Apesar de não informar sobre a substituição das escolas de lata, a secretaria informou que o governo Tarcísio firmou uma parceria, por meio de contratos com o BNDES (Banco Nacional de Desenvolvimento Econômico e Social), para a construção de 33 escolas.
“O projeto das novas unidades considera os contextos climáticos específicos de cada região -seja por meio da adoção de elementos arquitetônicos que privilegiam à ventilação natural e dissipação de calor, ou mesmo pela adoção de climatização artificial, com uso de aparelho de ar-condicionado.”
Questionada, a secretaria não informou quantos alunos estudam em escolas de lata atualmente no estado.
Em nota, a Prefeitura de Guarulhos disse que quatro alunos da escola Rubem Alves passaram mal na manhã desta terça-feira e a direção acionou os responsáveis. “Para o restante, as aulas transcorreram normalmente, inclusive com atividades ao ar livre (fora do sol) e com água. Vale ressaltar que todas as salas de aula da unidade escolar mencionada possuem ventiladores”, disse em nota.
A prefeitura nega que a estrutura da unidade seja similar a de uma escola de lata.

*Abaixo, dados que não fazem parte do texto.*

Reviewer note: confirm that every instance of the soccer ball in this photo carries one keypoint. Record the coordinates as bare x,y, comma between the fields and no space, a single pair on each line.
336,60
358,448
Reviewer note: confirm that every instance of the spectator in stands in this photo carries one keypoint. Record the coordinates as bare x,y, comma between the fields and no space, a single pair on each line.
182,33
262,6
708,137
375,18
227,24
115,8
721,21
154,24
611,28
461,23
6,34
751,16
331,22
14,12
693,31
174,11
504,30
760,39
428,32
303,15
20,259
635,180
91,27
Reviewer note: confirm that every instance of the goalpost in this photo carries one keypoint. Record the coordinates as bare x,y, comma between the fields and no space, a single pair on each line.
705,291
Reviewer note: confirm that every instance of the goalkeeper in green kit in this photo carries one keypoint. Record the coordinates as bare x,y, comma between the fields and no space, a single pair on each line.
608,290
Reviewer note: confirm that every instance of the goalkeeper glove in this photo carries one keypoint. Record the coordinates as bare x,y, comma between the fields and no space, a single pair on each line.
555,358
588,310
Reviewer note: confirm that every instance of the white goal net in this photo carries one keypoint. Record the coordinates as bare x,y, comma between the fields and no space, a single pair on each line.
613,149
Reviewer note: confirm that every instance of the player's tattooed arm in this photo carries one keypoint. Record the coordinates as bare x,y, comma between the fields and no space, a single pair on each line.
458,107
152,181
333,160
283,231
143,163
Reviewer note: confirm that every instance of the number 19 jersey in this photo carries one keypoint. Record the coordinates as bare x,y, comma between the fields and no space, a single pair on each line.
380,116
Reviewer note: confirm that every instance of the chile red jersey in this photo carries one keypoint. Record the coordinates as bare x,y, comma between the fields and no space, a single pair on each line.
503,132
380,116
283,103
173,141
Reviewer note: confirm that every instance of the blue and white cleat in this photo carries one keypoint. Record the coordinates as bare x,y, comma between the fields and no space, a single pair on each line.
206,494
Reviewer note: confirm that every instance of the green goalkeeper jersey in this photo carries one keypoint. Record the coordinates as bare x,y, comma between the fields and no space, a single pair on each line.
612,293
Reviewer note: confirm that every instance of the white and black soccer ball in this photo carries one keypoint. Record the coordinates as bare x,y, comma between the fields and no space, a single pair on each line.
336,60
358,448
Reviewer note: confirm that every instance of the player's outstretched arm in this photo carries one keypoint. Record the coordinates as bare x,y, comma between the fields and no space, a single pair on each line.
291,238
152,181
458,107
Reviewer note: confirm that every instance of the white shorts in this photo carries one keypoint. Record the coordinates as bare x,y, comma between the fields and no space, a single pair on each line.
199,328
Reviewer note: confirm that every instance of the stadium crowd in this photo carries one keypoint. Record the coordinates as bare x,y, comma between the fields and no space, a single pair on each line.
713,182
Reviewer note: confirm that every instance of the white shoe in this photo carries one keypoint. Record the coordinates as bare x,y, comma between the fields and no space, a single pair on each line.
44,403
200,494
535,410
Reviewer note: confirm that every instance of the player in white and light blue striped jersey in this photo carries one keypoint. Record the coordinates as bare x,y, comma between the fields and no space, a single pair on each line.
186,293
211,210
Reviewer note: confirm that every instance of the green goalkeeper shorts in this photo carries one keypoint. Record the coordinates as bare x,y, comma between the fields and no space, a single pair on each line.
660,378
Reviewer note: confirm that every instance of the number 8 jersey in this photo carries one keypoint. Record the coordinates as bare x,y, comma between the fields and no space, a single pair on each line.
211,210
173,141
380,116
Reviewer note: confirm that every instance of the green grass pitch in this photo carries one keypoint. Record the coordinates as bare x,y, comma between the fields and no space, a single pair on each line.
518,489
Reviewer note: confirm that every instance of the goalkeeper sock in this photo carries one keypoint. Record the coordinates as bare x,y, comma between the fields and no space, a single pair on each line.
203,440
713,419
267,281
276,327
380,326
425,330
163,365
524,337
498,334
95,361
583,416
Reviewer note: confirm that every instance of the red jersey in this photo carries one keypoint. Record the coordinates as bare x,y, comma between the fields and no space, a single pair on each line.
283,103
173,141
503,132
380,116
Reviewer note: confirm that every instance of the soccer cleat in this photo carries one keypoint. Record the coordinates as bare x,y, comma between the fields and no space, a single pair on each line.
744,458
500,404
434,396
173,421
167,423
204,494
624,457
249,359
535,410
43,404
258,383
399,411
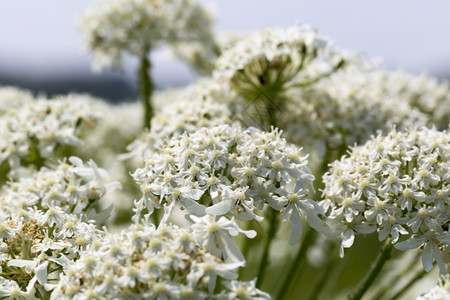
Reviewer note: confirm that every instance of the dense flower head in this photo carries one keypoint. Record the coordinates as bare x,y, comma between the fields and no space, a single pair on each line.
13,98
269,60
112,28
194,109
147,263
225,170
70,187
397,184
441,291
423,92
344,109
36,245
33,131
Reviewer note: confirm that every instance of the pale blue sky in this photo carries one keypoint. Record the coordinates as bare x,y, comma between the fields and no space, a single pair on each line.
40,37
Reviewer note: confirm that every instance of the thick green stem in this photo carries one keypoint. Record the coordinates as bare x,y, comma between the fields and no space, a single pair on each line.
325,275
246,245
146,89
297,263
375,269
273,227
394,282
413,280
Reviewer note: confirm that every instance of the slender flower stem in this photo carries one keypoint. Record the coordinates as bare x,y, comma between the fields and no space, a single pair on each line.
394,282
146,89
246,245
273,227
325,275
413,280
297,263
375,269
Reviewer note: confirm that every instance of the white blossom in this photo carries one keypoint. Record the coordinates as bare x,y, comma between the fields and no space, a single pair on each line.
390,185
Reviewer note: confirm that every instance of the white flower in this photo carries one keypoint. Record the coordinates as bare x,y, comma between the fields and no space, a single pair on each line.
215,236
133,26
162,267
393,184
225,170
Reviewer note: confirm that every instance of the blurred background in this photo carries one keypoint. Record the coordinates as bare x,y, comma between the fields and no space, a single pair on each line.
41,47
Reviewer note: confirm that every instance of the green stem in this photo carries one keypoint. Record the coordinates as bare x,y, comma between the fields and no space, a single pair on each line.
273,226
375,269
146,89
416,278
271,111
246,248
394,282
297,263
35,155
325,275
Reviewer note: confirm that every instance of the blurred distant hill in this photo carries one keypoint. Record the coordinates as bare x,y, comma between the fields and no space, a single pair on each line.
113,87
108,86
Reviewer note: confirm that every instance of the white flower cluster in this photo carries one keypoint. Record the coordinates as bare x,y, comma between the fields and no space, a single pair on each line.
72,187
344,109
426,93
13,98
398,184
43,225
268,60
193,110
33,130
137,26
226,170
438,292
147,263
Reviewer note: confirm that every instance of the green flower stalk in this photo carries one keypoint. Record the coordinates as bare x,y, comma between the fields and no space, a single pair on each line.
113,28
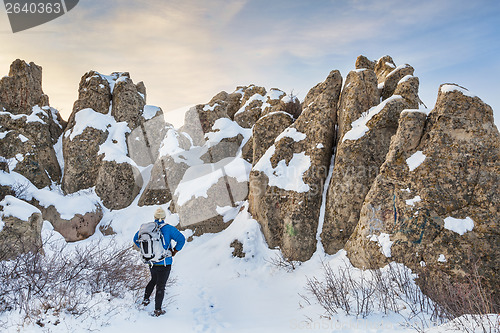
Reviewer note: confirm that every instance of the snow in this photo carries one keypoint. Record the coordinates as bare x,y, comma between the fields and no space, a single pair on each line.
89,118
212,290
198,179
4,134
287,177
255,97
446,88
210,108
150,111
291,132
23,138
405,78
421,109
274,112
115,146
395,69
384,242
359,127
15,207
229,213
460,226
80,202
415,160
31,118
275,94
176,116
411,202
226,128
59,152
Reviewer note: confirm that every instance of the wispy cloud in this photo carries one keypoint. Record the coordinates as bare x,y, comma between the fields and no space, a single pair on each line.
186,51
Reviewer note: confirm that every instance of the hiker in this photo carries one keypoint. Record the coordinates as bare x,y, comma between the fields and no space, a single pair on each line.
160,270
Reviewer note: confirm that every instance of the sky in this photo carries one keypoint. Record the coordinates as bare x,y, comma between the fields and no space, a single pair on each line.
187,51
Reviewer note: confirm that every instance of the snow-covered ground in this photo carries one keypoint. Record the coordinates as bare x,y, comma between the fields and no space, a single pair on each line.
216,292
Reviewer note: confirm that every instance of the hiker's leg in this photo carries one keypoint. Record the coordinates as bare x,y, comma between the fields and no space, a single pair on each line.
150,286
160,285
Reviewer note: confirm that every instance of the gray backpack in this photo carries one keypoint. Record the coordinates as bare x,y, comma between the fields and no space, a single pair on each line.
151,242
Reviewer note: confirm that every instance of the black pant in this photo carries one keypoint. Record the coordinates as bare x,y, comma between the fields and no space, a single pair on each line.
159,277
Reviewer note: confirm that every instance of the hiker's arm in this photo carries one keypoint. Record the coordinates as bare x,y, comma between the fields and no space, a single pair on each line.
179,239
136,236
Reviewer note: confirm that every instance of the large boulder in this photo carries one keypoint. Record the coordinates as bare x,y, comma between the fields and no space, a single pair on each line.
359,156
20,228
111,134
286,184
360,93
79,227
128,101
265,131
29,127
22,88
436,200
118,184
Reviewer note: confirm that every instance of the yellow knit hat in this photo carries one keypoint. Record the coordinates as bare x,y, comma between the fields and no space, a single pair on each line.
160,214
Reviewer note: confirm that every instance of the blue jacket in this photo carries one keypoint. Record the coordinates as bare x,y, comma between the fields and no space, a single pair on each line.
169,233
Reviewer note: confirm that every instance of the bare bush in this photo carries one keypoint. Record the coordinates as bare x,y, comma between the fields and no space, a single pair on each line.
392,289
281,261
63,279
467,303
293,106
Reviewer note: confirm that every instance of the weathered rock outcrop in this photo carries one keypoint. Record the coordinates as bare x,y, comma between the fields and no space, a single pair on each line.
29,127
79,227
286,184
360,153
265,131
110,133
19,234
360,93
436,200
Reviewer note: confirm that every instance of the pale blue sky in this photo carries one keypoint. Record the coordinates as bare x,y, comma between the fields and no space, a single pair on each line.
187,51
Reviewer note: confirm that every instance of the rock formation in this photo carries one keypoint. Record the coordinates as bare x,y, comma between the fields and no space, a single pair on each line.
100,143
361,151
29,127
19,234
286,184
435,202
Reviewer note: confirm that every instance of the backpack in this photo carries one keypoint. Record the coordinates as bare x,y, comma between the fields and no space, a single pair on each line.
151,242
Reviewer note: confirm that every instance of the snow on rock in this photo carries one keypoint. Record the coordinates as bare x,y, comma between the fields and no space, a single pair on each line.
81,202
226,128
415,160
285,176
15,207
198,179
229,213
421,109
291,132
446,88
150,111
411,202
115,146
89,118
460,226
384,242
359,127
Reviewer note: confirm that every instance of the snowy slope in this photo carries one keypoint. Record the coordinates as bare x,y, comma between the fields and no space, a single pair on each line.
216,292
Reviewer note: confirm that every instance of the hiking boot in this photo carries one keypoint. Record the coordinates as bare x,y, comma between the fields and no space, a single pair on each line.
158,313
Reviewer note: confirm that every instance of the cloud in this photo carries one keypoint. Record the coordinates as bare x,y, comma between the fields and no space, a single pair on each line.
187,51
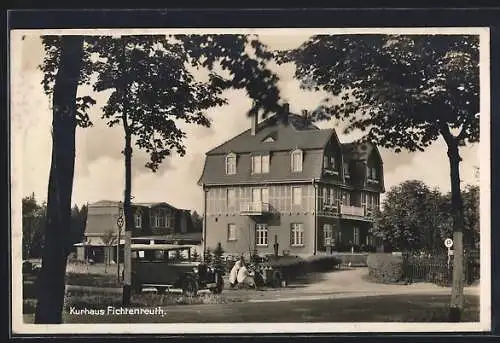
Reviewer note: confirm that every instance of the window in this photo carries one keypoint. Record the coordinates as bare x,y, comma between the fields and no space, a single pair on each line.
231,198
331,200
260,164
329,162
265,164
325,195
346,169
159,218
332,162
296,195
231,164
261,233
369,240
297,161
138,219
356,235
328,234
231,232
346,198
297,235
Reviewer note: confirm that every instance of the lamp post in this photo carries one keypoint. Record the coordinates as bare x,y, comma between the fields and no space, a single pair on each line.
119,223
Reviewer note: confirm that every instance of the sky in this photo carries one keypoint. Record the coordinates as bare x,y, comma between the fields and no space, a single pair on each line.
99,167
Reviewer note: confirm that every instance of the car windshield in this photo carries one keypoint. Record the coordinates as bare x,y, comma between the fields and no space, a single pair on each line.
162,255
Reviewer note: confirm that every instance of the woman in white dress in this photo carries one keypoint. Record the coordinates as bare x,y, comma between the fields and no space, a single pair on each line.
233,275
244,277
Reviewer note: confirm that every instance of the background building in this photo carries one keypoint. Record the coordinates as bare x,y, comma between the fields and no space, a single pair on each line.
153,223
285,184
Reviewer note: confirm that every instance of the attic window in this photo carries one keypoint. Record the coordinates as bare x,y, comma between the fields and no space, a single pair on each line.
231,164
296,160
138,219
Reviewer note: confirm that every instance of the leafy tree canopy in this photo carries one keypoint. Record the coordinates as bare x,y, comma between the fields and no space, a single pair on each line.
404,90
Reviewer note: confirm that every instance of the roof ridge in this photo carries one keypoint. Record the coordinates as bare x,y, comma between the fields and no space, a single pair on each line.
240,134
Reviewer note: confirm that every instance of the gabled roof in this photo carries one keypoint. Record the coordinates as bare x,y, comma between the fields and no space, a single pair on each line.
111,203
298,134
358,151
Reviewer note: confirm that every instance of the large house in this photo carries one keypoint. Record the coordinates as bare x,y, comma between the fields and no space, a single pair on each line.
153,223
285,186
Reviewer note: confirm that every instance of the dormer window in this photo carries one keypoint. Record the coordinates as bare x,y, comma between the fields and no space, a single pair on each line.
260,164
296,158
138,219
346,169
329,164
231,164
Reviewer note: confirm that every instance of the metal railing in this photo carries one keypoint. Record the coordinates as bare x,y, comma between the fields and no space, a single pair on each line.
352,210
255,207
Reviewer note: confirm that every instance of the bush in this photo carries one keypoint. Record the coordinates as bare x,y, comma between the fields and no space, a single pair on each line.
323,263
356,260
385,268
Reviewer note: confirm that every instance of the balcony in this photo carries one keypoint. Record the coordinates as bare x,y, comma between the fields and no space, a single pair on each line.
257,208
330,171
355,212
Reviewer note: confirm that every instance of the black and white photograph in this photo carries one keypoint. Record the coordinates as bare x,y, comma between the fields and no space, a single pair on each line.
250,180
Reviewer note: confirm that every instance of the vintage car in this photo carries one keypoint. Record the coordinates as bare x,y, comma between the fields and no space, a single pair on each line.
165,266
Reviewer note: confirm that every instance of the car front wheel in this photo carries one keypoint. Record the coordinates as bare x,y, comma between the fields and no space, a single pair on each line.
189,287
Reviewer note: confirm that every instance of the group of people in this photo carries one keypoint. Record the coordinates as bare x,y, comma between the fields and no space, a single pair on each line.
240,275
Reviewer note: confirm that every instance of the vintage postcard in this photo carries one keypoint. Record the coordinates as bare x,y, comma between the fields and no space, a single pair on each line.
250,180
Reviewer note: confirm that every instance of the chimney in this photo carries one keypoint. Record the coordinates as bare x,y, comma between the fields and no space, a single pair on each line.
286,112
254,119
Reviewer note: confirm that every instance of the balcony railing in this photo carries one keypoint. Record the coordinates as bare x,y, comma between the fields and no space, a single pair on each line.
254,208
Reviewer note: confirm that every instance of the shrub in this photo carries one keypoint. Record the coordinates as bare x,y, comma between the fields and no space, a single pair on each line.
356,260
385,268
322,263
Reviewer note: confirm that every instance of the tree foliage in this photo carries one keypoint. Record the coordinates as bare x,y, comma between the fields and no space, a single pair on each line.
414,217
197,221
405,91
33,224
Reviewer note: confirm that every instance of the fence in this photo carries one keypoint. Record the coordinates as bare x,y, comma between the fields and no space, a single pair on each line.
418,267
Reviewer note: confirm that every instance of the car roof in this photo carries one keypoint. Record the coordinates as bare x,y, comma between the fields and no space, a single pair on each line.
159,247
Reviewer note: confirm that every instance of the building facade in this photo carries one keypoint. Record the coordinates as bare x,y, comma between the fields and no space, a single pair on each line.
153,223
288,187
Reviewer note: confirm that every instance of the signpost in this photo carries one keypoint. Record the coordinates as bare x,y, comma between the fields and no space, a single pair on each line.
448,243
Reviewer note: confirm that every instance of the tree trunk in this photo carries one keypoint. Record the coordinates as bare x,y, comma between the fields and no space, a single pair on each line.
457,293
51,281
128,215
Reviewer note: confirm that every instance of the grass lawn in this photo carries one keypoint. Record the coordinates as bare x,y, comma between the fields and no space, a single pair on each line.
392,308
95,280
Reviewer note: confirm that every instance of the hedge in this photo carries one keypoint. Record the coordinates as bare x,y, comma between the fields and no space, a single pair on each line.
385,268
355,260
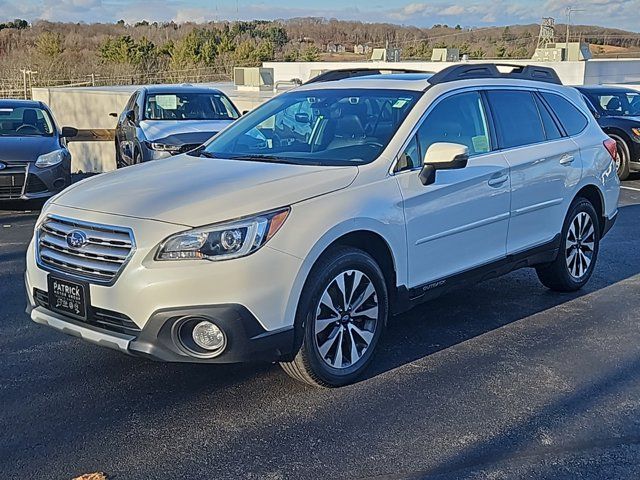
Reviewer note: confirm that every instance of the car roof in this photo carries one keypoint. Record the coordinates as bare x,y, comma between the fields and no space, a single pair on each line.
391,81
420,82
20,104
604,89
179,88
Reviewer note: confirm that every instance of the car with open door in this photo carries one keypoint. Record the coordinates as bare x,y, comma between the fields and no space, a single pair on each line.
34,159
164,120
617,110
264,245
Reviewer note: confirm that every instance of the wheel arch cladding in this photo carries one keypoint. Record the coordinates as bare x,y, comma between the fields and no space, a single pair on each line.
594,195
369,242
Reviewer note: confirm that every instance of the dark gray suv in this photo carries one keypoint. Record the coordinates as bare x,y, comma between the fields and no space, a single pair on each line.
164,120
34,159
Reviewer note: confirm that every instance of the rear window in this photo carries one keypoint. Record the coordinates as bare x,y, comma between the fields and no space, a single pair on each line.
25,122
516,116
570,117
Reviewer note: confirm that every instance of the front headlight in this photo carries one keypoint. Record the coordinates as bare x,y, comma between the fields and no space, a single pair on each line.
223,241
52,158
162,147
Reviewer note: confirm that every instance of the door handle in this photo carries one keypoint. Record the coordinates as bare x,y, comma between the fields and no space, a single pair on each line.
567,159
497,181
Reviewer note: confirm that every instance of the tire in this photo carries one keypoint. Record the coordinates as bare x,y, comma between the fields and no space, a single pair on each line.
329,330
624,157
579,247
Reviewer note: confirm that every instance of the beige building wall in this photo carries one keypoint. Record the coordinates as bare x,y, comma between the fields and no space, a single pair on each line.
89,107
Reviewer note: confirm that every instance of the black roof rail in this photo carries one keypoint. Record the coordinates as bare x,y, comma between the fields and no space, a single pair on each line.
341,74
490,70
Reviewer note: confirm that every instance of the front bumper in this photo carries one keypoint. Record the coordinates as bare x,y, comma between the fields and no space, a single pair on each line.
248,297
247,341
30,182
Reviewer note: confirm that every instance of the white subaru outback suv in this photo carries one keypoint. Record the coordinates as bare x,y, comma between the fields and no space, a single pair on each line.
296,232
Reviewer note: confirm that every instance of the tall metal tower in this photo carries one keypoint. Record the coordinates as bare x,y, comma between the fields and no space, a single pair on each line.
547,32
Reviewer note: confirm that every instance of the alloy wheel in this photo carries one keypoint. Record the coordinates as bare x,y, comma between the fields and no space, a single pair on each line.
346,319
579,245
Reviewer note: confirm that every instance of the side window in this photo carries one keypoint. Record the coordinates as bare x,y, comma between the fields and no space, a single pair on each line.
456,119
550,128
410,158
516,117
571,118
136,106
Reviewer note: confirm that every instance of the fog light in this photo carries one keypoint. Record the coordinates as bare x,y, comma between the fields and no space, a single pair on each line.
207,335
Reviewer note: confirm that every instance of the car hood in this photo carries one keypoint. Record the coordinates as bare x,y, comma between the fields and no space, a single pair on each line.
157,130
26,149
196,191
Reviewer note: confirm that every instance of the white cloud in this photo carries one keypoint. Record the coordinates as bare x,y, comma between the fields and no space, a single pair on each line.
621,14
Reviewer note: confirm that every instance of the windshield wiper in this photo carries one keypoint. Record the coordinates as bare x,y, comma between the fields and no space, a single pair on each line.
262,158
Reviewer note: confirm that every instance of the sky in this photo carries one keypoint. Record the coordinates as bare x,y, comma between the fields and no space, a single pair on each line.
622,14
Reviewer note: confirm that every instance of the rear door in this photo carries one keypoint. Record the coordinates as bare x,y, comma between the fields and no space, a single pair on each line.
544,165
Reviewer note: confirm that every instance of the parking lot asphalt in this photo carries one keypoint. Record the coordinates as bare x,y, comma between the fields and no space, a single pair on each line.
501,380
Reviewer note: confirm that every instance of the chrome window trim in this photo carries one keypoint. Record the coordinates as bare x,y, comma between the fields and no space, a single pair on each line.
423,117
481,89
82,223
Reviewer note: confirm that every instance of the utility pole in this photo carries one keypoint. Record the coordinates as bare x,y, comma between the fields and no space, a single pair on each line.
569,11
26,72
24,82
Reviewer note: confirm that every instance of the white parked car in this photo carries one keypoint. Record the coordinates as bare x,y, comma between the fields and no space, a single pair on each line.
269,245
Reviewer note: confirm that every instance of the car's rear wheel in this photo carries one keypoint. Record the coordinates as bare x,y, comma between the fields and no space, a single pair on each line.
623,157
343,311
580,243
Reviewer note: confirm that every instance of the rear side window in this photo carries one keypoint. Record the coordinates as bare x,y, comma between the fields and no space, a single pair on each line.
570,117
456,119
516,116
550,128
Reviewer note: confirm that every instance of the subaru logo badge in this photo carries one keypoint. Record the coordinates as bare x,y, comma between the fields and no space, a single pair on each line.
76,239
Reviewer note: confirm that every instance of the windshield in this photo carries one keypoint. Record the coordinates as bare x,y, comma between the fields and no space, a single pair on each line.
189,106
319,127
25,122
619,104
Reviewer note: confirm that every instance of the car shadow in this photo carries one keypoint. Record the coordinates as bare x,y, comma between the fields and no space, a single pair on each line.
102,393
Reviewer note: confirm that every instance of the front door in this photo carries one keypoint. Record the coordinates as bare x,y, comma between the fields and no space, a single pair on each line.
460,221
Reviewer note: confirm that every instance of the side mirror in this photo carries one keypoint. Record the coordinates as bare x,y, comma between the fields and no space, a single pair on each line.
443,156
69,132
302,118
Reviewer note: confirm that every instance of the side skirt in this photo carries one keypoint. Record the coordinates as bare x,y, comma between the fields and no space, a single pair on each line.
408,298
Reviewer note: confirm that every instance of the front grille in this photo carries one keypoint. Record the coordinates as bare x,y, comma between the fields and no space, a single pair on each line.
100,259
35,185
12,179
98,317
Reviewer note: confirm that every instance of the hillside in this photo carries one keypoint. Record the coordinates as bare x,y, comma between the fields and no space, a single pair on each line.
64,53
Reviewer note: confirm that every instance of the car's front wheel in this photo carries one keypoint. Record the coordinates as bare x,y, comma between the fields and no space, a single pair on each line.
342,313
623,158
580,243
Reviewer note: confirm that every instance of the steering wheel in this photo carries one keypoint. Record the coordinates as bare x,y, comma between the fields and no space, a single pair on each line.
31,127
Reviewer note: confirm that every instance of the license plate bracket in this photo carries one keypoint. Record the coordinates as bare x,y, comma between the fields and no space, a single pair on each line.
68,297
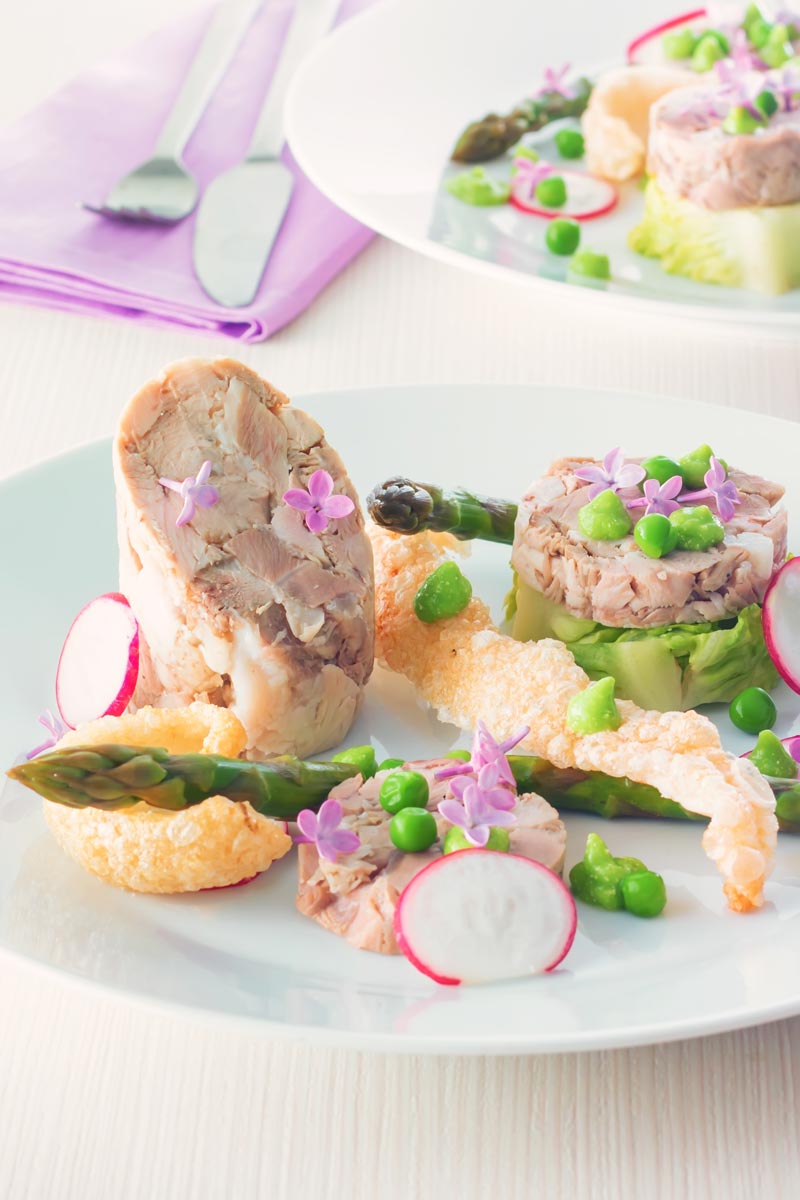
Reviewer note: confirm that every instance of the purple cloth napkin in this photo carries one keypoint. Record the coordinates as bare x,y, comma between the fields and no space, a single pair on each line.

Há anos, os governos estadual e municipais rejeitam que o padrão nakamura seja chamado dessa forma por defenderem que elas possuem isolamento térmico e ventilação similar aos de prédios de alvenaria.
Para Danilo Moura, oficial do clima e meio ambiente do Unicef (Fundo das Nações Unidas Para a Infância), as consequências vividas pelas crianças e adolescentes mais pobres em eventos climáticos extremos vão aprofundar ainda mais as desigualdades educacionais do país.
“Quem já tem condições menos favoráveis para estudar, passa a contar com mais um fator de desvantagem. Esse é mais um motivo pelo qual precisamos dar respostas mais rápidas para as mudanças climáticas que estamos vivendo”, destaca.
Em setembro, quando o estado foi atingido por outra forte onda de calor, a deputada federal Luciene Cavalcante e o deputado estadual Carlos Giannazi (ambos do PSOL) fizeram uma representação no Ministério Público pedindo a fiscalização das escolas estaduais e municipais.
O Núcleo Especializado da Infância e da Juventude da Defensoria Pública do estado encaminhou na quinta-feira (9) um pedido de esclarecimentos ao governo Tarcísio sobre a estrutura das escolas diante dos eventos climáticos vividos no estado. O núcleo questionou, entre outros pontos, sobre a manutenção das escolas de lata e a previsão de reformas nessas unidades.